The same article provides a list of recommendations for reducing the likelihood of developing resistant strains of P. acnes (see Box 10.3).


	Box 10.3 Recommendations for reducing likelihood of developing resistant bacteria Do not use antibiotics where other acne treatments can be expected to bring about the same degree of clinical benefit; Use antibiotics according to clinical need (e.g. should not in general be used for mild acne); Do not use them as monotherapy; Stop the treatment when the health care professional and the patient agree that there is no further improvement or the improvement is only slight; Try to avoid using antibiotics beyond 6 months; Use BPO either concomitantly or pulsed as an anti-resistance measure; Do not swap antibiotics without adequate justification (i.e. if a further course of antibiotics is needed, use the same one) (p. 394).

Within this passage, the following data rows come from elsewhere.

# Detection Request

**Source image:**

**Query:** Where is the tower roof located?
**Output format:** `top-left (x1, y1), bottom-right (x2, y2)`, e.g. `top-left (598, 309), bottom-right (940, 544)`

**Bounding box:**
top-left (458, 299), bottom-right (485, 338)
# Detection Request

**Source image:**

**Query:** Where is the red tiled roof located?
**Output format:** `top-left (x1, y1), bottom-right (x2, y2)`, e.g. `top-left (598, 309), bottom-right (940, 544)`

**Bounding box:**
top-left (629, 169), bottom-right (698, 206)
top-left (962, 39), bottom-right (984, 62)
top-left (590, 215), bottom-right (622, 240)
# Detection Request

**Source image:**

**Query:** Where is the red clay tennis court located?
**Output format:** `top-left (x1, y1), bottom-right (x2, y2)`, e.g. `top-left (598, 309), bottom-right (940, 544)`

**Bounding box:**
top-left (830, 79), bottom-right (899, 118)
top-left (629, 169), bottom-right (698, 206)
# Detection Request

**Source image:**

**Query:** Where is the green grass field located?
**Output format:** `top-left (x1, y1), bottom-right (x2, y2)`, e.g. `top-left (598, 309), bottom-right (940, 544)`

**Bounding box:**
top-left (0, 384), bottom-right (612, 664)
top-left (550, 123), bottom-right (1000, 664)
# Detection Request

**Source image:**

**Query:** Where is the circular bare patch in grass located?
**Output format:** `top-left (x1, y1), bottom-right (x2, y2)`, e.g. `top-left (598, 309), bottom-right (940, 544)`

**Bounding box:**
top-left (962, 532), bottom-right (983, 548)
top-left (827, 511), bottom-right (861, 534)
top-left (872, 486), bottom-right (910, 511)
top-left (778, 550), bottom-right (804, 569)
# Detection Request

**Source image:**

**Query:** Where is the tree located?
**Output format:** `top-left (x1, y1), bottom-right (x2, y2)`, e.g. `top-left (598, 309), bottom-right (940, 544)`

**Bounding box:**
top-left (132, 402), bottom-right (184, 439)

Oxytetracycline and tetracycline are given in 500 mg doses twice a day whereas doxycycline is longer acting, thus given as a once-daily treatment at a dose of 100 mg. Lymecyline taken once a day in a dose of 408mg. Treatment should be given for 3 months before an assessment as to whether it is making any improvement or not. If no improvement is seen, the antibiotic should be changed; however, it should be noted that maximum improvement is usually seen at 4–6 months. More severe cases of acne may need oral antibiotics for 2 years or more (but see comments earlier with regards to resistance). Fatty food in particular decreases the absorption of tetracycline and oxytetracycline and to a lesser extent, doxycycline. Patients should be recommended where possible to take the antibiotics on an empty stomach to maximise their therapeutic value.

The most common side effects of these antibiotics are gastrointestinal disturbances which patients should be warned of.

It is generally agreed that clearing inflammatory and comedonal lesions is quicker when oral antibiotics are used in conjunction with topical retinoids and antibacterials (Gollnick et al., 2003). Thus oral treatment is not used instead of topical treatment, but as an additional therapy. The mechanisms for improved efficacy of combined therapy is in part due to the different modes of action of the various therapeutic agents (i.e. they target different aspects of the disease process). However, it is also thought that topical retinoids affect skin permeability thus enhancing topical agent penetration and increasing the cell turnover of the follicular epithelium which allows more systemic antibiotic to be transported to where the P. acnes resides (Gollnick et al., 2003).